Somehow, Philip Pearlstein slipped by and he’s making art that looks human, is human, because it is done by hand. Oil painting is funny that way. It isn’t done on a computer—it’s sloppy and imperfect.
Pearlstein’s hands-on paintings aren’t “neat” either, but they are perfect vehicles for the subject matter he has explored since the 1960s––the depiction of real-life studio nudes, comatose and crowded into cropped claustrophobic canvases chock full of grandma’s collectible crap. The stuff, a rat-packer’s junk store horde— everything from lawn furniture to whirly-gigs—became ascendant compositional elements, more “alive” perhaps than the entranced models that have been relegated to the status of studio props.
But don’t let the paraphernalia distract you. The severe cropping and compositional crowding are things of real genius. It is a strategy that betrays itself, hosting a set of motives not the least of which is the design of a spatial architecture that situates the nudes in whirling spaces and dizzying patterns. Pearlstein’s models may be suffering from ennui, but the viewer is surely being set up for a spell of vertigo. In “Model on Lawn Chair with Tin Toy Locomotive,” a dozing model is set on a fellatio collision course with a rushing toy locomotive. Sure, the phallic symbolism may be a bit thin, but what really gets you going are all those collapsing diagonals skating across an upended canvas teetering on its edge.

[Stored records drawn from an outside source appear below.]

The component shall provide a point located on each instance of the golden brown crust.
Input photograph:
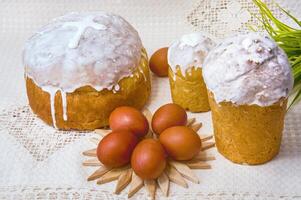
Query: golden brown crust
(88, 109)
(189, 91)
(249, 133)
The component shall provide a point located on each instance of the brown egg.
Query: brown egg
(129, 118)
(158, 62)
(181, 142)
(116, 148)
(148, 159)
(167, 116)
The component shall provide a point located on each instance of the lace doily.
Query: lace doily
(39, 162)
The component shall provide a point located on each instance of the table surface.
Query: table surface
(39, 162)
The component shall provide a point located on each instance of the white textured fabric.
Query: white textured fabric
(39, 162)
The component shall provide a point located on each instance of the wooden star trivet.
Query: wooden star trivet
(176, 171)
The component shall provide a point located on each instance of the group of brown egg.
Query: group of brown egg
(148, 156)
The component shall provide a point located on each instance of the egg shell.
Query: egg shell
(181, 142)
(129, 118)
(158, 62)
(116, 148)
(167, 116)
(148, 160)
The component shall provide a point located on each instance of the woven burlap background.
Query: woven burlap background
(39, 162)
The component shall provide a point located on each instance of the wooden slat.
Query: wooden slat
(163, 183)
(112, 175)
(185, 171)
(175, 176)
(196, 127)
(151, 187)
(206, 138)
(190, 122)
(123, 180)
(198, 165)
(207, 145)
(135, 185)
(92, 162)
(103, 132)
(98, 173)
(95, 140)
(90, 152)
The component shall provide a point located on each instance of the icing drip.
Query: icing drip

Formally it’s a knockout, as is “Two Models with Hobby Horse and Carousel Ostrich” and “Model with Swan Decoy on Ladder.” Again, the cropping is severe––either no heads or poses that turn the head, averting the direct gaze. The peeping view is uncomfortably carnivorous—not a lovely send up of the sleeping odalisque motif.
Whether Pearlstein’s cramped canvases are simply catchy displays advertising his latest junket finds or if there is another, more secretive spirit afoot depends on your perspective.